Il che conduce a qualche considerazione sulla situazione degl’indipendenti, in particolare dei molti cineasti che girano in digitale e in lingue altre dal malese e che mancano di supporto e riconoscimento in patria. Per ottenere sostegni governativi alla produzione, elargiti dal FINAS, e gli sgravi fiscali accordati ai film di produzione nazionale, un film in Malaysia deve essere, infatti, girato prevalentemente in lingua malese (bahasa Malaysia). Una politica di protezionismo linguistico della maggioranza che contrasta con la realtà multienica di un paese con quasi un 25% della popolazione appartenente a etnia e lingue cinesi e circa un 7% di indiani, prevalentemente tamil. I film dei cineasti della cosiddetta new wave digitale malaysiana, quindi, oltre a non poter contare su fondi statali per il finanziamento, ai fini fiscali sono trattati come i film di Hollywood, nonostante in tutto il paese possano contare su un circuito di sole quattro sale attrezzate per le proiezioni digitali (tre a Kuala Lumpur e una a Penang).
In termini di riconoscimenti ai festival internazionali, il 2007 è stato un anno memorabile per questi cineasti “stranieri in patria”. Dopo aver vinto il New Currents Award al Festival di Pusan 2006, Love Conquers All di Tan Chui Mui ad inizio 2007 ha pure vinto il Tiger Award di Rotterdam. A febbraio, al festival di Berlino, Mukhsin di Yasmin Ahmad ha conquistato il premio speciale del concorso Generations, mentre Apa Khabar Orang Kampung? di Amir Muhammad veniva presentato con successo al Forum (il film è stato poi bandito dalla censura di Kuala Lumpur, in quanto incentrato su un soggetto tabù in Malaysia, ossia la storia della presenza comunista nel paese). Before We Fall in Love Again di James Lee a luglio ha ricevuto il premio come miglior film del Sud Est asiatico a Bangkok, mentre Mukhsin riceveva lo stesso riconoscimento a Manila in agosto.
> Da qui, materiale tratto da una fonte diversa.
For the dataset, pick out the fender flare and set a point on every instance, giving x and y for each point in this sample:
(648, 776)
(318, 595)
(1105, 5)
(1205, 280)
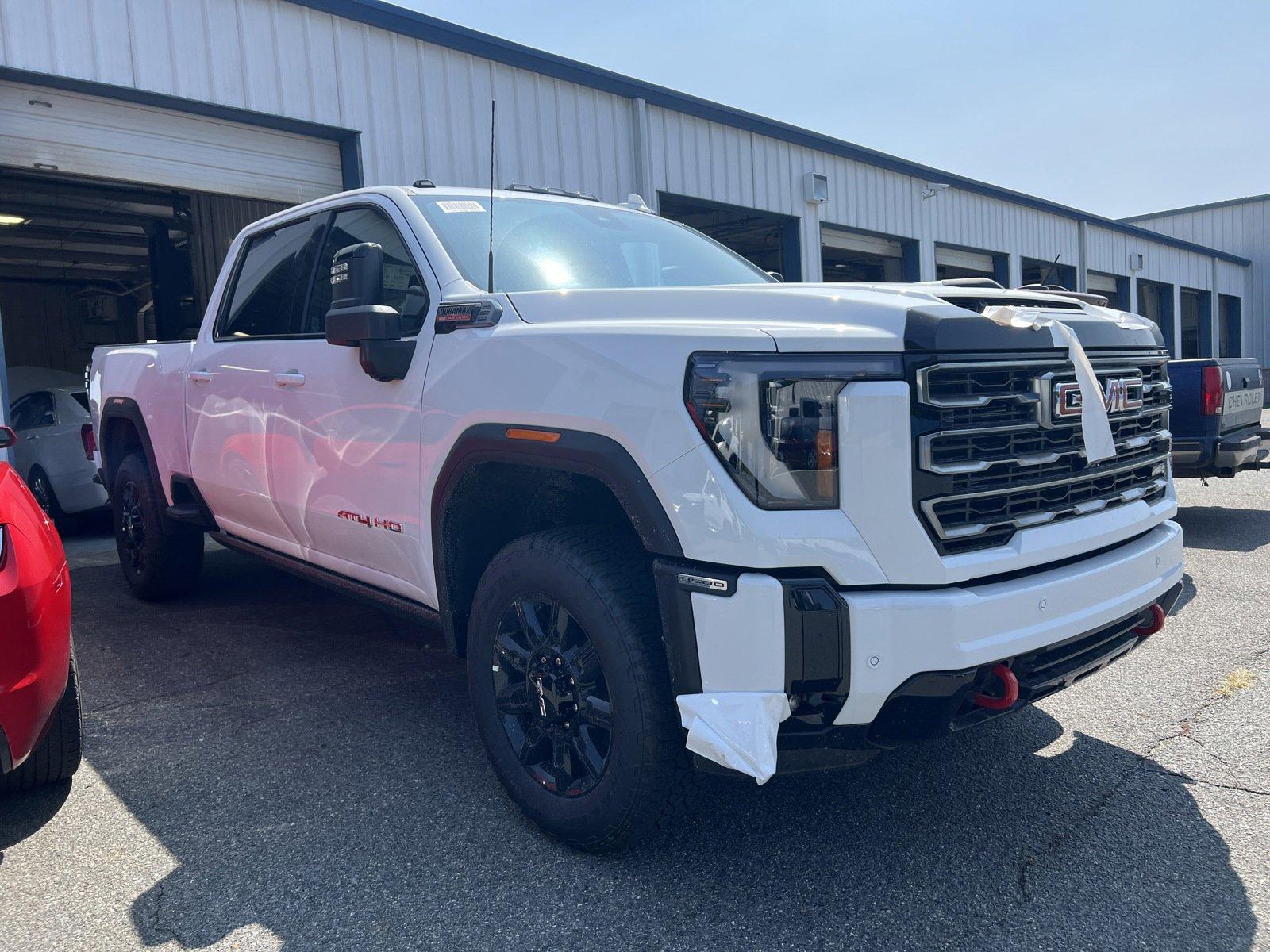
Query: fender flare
(125, 409)
(575, 451)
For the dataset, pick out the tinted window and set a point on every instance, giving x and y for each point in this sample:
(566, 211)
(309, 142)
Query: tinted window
(541, 245)
(33, 410)
(272, 282)
(403, 287)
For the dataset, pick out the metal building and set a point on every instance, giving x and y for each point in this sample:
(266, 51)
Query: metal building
(1241, 226)
(137, 136)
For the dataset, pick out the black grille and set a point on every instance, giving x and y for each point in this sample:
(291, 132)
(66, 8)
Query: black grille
(992, 459)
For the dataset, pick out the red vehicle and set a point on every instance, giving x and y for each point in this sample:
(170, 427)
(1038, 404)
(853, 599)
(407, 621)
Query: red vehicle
(40, 716)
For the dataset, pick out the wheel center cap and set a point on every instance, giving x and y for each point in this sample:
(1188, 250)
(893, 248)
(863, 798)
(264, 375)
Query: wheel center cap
(550, 689)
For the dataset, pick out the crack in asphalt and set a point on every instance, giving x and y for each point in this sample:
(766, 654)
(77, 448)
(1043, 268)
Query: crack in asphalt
(1092, 812)
(156, 917)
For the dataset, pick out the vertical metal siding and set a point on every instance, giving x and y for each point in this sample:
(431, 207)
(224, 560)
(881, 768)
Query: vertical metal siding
(1244, 230)
(423, 111)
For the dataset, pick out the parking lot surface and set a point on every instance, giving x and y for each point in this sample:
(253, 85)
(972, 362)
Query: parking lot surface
(271, 766)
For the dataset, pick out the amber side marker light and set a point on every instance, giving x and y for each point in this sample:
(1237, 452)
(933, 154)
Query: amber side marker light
(539, 436)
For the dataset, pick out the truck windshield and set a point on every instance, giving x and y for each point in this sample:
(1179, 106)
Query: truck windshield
(543, 245)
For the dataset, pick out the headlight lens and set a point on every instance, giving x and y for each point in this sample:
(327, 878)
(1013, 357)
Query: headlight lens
(772, 419)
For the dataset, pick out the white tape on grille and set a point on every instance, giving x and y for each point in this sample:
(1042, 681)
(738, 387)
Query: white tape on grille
(1095, 427)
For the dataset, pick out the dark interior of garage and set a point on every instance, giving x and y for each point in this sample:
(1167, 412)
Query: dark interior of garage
(87, 263)
(1033, 271)
(761, 238)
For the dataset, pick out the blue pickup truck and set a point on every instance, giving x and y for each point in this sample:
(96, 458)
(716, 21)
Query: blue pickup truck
(1216, 416)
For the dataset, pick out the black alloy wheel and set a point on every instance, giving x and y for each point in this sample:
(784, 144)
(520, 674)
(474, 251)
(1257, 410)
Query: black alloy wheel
(133, 527)
(552, 696)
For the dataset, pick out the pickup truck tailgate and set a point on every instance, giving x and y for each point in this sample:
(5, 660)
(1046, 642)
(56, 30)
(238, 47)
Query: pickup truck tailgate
(1244, 393)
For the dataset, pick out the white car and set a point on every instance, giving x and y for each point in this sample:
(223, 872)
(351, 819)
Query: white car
(48, 410)
(676, 516)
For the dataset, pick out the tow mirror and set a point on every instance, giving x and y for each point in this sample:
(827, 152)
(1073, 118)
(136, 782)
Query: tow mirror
(359, 317)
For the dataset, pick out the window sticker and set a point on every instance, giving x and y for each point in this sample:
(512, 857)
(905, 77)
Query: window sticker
(465, 206)
(397, 277)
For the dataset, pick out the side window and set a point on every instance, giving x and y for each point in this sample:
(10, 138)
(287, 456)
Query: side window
(33, 410)
(403, 287)
(272, 279)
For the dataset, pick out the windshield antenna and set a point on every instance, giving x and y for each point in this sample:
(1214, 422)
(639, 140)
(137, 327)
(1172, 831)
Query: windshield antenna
(1043, 281)
(492, 196)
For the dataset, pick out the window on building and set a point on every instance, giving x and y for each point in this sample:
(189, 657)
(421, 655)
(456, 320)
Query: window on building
(1111, 287)
(1156, 304)
(761, 238)
(272, 281)
(962, 263)
(1197, 340)
(1034, 271)
(1230, 340)
(855, 257)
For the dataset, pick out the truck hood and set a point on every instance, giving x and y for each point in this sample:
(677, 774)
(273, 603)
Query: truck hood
(825, 317)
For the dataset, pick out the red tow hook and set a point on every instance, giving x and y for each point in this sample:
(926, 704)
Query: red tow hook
(1156, 624)
(1000, 704)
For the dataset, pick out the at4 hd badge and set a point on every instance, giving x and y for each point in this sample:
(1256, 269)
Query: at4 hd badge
(370, 520)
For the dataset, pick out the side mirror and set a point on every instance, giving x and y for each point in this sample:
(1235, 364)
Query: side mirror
(359, 317)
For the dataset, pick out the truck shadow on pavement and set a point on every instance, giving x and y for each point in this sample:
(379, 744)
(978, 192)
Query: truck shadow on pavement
(1225, 528)
(313, 767)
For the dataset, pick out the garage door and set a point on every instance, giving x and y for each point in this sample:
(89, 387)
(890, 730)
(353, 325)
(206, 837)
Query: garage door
(86, 135)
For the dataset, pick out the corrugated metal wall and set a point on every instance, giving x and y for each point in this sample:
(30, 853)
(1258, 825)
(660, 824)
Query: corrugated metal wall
(216, 221)
(423, 111)
(1242, 228)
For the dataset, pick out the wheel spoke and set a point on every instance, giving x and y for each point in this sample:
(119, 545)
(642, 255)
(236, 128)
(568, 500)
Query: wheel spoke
(597, 712)
(512, 700)
(560, 620)
(584, 753)
(584, 662)
(530, 624)
(511, 654)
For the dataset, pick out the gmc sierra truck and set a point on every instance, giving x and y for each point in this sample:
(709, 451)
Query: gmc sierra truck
(677, 516)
In ottobre, poi, l’opera prima di Liew Seng Tat, Flower in the Pocket, sempre prodotta dalla Da Huang (la casa di produzione di Tan Chui Mui, Amir Muhammad e James Lee) ha vinto, di nuovo, il New Currents Award di Pusan, aprendo per Liew un impressionante cursus honorum: Flower in the Pocket ha difatti poi vinto pure il Tiger Award di Rotterdam 2008 e il Regard d’Or di Friburgo 2008, mentre In What City Does It Live? il nuovo script di Liew, sempre a Rotterdam, riceveva il Prince Claus Fund Film Grant, come miglior progetto in via di sviluppo.
Messo a parte Mukhsin (girato comunque in malese), questi film rimangono in Malaysia patrimonio di una ristretta cerchia di happy few, con incassi, nei migliori dei casi, intorno ai 10,000 ringgit. Del resto, rimane aperta la questione dell’offerta e della conseguente “educazione alla visione” del pubblico in Malaysia: se i distributori malaysiani si rifiutano d’acquistare The Queen di Stephen Frears perché troppo difficile per il pubblico locale e se il velleitario primo Kuala Lumpur International Film Festival, tenutosi lo scorso novembre, nonostante il motto “Celebrating cultural diversity”, include nel suo programma titoli come Spider-Man 3 o Transformers, come ci si può aspettare che il pubblico di Kuala Lumpur risponda in massa agli esigenti film della Tan o di Lee?